Fresque dansée, déjantée
Face à ce rouleau compresseur hyper référencé et terriblement efficient, il fallait une création tout aussi délirante et transcendante. En confiant à la chorégraphe argentine Ayelen Parolin le soin d’imaginer une nouvelle œuvre pour le répertoire de la compagnie, Petter Jaccobson a eu le nez fin. Drôle, burlesque, totalement déjanté, Malòn tient toutes ses promesses. S’intéressant tout particulièrement à ce que désigne aujourd’hui ce mot d’origine mapuche — l’un des peuples originaires du centre de la Cordillère des Andes —, une foule indisciplinée provoquant le désordre public, ou plus festivement, une bande d’amis débarquant à l’improviste et mettant la pagaille, elle signe un spectacle foisonnant qui semble partir dans tous les sens mais qui esquisse une fresque fantasque d’une folle beauté.
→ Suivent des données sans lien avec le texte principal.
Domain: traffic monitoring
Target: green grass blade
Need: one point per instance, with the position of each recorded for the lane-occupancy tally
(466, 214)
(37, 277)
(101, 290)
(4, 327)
S’appuyant sur la virtuosité du corps de ballet et sur ses expressivités, Ayelen Parolin ose tout. Corps dégingandés, costumes rappelant autant des brassières de bébés que des maillots de plage de la fin du XIXe siècle, l’artiste, qui présente le 8 juin à Paris Zonder, un de ses standards, dans le cadre de June Events, s’amuse avec les codes, joue à décaler les regards et à briser les normes. Écriture dégenrée, grammaire aussi itérative que disparate, Malòn est une gourmandise à déguster sans modération. Un coup de cœur absolu !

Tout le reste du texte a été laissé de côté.